Everybody starts to rushing around. Mama’s getting all upset. She’s calling the nurses. They’re calling the doctor. ’Cause they all know, there ain’t no reason for me to be hurling like that, unless something’s gone wrong with my meds or whatnot. Mr. Caterpillar Mustache slinks on out the door.
When things settle back down, Mama says, “That was thoughtful of him to bow out when things were getting messy. Prob’ly didn’t want to embarrass you.”
The calm doesn’t last long. ’Cause next thing you know, I’m running to the bathroom and cramping something fierce. Come to find out, the chicken they served for lunch was bad, and half the patients are puking their guts out! Some freaking hospital!

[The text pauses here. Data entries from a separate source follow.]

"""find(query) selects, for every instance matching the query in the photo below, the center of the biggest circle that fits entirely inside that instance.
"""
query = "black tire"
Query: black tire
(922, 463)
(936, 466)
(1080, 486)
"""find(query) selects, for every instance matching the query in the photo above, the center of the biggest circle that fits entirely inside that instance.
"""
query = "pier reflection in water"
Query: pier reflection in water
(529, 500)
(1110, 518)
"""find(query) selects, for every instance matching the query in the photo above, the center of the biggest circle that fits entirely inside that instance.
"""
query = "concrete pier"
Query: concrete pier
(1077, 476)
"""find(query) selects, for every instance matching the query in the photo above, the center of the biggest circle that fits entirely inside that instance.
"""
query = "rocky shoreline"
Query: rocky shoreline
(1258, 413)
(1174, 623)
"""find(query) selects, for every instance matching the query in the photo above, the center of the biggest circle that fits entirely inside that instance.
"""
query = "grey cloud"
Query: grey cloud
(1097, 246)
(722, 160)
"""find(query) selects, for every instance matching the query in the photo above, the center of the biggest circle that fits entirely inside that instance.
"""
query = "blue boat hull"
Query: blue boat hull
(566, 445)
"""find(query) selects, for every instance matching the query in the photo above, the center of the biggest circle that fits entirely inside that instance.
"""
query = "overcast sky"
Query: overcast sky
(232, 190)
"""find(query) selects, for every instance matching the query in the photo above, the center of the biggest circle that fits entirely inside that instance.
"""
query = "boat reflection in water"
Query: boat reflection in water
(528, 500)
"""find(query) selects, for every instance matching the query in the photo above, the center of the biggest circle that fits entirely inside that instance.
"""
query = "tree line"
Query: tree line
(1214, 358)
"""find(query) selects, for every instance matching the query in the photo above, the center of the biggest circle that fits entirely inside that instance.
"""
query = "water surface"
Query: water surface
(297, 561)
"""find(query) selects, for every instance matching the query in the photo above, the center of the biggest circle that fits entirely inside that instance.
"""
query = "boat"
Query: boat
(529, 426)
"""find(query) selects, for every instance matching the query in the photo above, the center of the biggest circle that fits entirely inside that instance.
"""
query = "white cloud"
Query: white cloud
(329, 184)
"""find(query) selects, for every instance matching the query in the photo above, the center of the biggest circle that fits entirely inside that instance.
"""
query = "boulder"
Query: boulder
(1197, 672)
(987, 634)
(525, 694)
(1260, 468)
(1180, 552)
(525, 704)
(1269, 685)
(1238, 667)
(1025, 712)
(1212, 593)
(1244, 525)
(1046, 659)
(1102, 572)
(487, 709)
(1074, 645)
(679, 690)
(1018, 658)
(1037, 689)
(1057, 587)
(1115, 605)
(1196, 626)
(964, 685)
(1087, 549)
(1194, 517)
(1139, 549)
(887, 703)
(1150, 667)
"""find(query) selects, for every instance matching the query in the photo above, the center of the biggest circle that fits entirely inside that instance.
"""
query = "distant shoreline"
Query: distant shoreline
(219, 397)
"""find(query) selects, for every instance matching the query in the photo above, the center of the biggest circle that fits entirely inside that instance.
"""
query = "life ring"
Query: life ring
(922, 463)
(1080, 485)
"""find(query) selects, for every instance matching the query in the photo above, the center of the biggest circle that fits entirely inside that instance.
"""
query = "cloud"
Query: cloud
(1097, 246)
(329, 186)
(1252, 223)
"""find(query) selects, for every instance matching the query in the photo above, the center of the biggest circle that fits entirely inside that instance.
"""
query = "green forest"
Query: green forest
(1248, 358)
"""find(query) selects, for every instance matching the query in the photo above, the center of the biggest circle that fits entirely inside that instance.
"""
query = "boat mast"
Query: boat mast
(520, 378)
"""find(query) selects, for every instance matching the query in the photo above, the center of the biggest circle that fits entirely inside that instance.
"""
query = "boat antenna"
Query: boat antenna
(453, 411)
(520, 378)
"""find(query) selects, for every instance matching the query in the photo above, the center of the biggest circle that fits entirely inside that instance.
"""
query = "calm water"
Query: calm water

Mama’s gloating ’cause Mr. Caterpillar Mustache brought her an egg salad sandwich he made himself. The smell of it sends me into a state of constant stomach contractions.
 
 
I wake up drenched in sweat and dizzy. I ain’t never felt this bad in my whole entire life. It must be late, ’cause the ward is actually quiet. Mama’s sleeping in the recliner, but the TV is showing reruns of
Scrubs
. I still feel like I might throw up, but there ain’t nothing left in me to heave. I ought to sue this dang place.
Mama must have heard me stirring, ’cause next thing I know her hand’s stroking my hair. “Lord, darlin’, you’re wet as a dishrag.” She gets a warm washcloth and starts sponging my face. But it feels all clammy.
“I wanna go home,” I say, and even I’m surprised how weak my voice sounds.
“Soon enough, baby girl,” she says. “Jackson called while you were sleeping.”
I try to sit up, but my head is swimming. “Why didn’t you wake me?” I moan.
She looks kind of stern at me. “You weren’t in no condition to talk. He said to tell you he’s real sorry and he hopes you feel better soon. You want to tell me what it is he’s sorry about?”
“No, ma’am,” I reply.
“All right, then,” she sighs. “I got some other good news, too.”